Little data are, however,

Little data are, however,

mTOR inhibitor available regarding the optimal management of acute haemarthrosis, especially with respect to replacement therapy and the use of adjunctive therapies (aspiration, avoidance of weight bearing and immobilization, as well as the use of anti-inflammatory medication and embolization). To provide more insight into the management of acute haemarthrosis in patients with haemophilia, a literature review was conducted. Concomitantly, current management was surveyed in 26 European haemophilia comprehensive care centres representing 15 different countries. The review highlights the need for future robust studies to better define the appropriate replacement therapy and the role of adjunctive therapies such as aspiration. The survey reveals much heterogeneity in the management of acute haemarthrosis across the EU. Within the constraints discussed, treatment recommendations are presented that reflect the literature, current practice and the clinical experience of the European Haemophilia Therapy Standardisation Board (EHTSB). Acute haemarthrosis is one of the most frequent types Talazoparib manufacturer of bleeding in individuals with haemophilia.
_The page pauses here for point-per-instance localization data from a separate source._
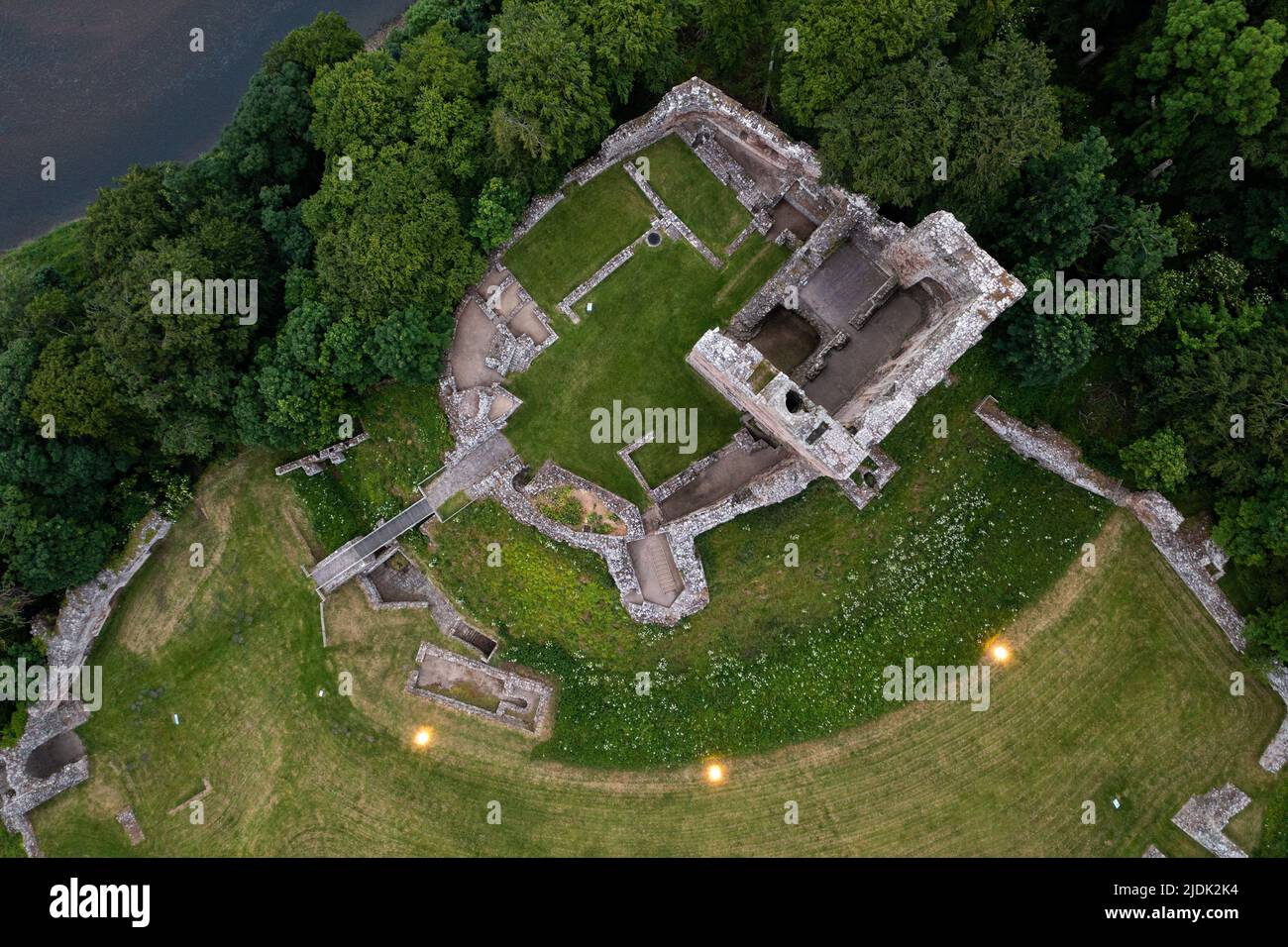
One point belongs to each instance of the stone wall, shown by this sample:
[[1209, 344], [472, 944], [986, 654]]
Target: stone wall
[[80, 620], [1189, 553]]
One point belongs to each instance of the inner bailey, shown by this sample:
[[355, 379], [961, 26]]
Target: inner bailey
[[768, 170], [1192, 554]]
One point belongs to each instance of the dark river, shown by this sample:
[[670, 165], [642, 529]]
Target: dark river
[[99, 85]]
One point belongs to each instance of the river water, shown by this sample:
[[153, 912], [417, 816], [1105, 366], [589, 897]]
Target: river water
[[101, 85]]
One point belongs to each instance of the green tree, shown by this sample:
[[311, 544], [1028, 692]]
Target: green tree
[[844, 43], [408, 346], [631, 40], [1012, 116], [325, 42], [71, 382], [1155, 462], [1269, 629], [884, 138], [549, 103], [1207, 63], [496, 211], [128, 219]]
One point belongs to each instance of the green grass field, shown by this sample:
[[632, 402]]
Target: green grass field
[[1119, 686], [59, 249], [588, 227], [631, 348], [408, 437], [695, 193]]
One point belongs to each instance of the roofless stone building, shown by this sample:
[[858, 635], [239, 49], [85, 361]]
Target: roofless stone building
[[863, 317]]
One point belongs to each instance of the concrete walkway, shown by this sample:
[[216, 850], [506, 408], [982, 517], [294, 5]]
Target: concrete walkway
[[460, 474], [467, 471]]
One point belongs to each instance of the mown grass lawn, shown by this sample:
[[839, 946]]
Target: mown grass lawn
[[695, 193], [578, 236], [630, 348], [408, 438], [1119, 686], [962, 539]]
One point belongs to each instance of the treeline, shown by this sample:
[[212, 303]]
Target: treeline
[[364, 189]]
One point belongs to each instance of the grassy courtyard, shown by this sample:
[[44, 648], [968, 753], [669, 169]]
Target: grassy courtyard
[[631, 348], [683, 182], [408, 437], [588, 227], [1119, 686]]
Very young persons, not yet treated with prophylactic infusions of factor concentrate, and subjects treated on demand are at risk of developing acute haemarthrosis. In addition, although prophylactic treatment significantly reduces the

incidence, it does not totally abolish the risk of acute haemarthrosis [1]. The key event in the development 上海皓元医药股份有限公司 of haemophilic arthropathy is the extravasation of blood into the joint [2,3]. Although the precise mechanisms are still incompletely understood,

in vitro and in vivo animal studies demonstrate that deposition of iron in the synovium causes a marked inflammatory response, which in turn leads to damage to cartilage. Iron initiates synovial cell proliferation, and it has been hypothesized that it may act through the induction of critical genes including c-myc and mdm2 that control synovial cell proliferation and apoptosis respectively [4]. These synovial changes indirectly damage and destroy cartilage, but more recent data have shown that cartilage may be directly and independently affected by haemarthrosis. Biochemical markers of chondrocyte damage, such as impaired proteoglycan synthesis, may be seen after relatively short exposure to blood [3,5,6]. Inflammatory mediators such as IL-1α and TNF-α, released from monocytes/macrophages, are also important in synovitis and cartilage destruction, while recent experimental data demonstrate an apparent role for IL-10 in protecting joints from cytokine-mediated damage. Angiogenesis caused by VEGF release may also exacerbate synovitis [2,4]. Additionally, physical factors such as joint loading may act synergistically to cause long-term joint damage after joint bleeds [7].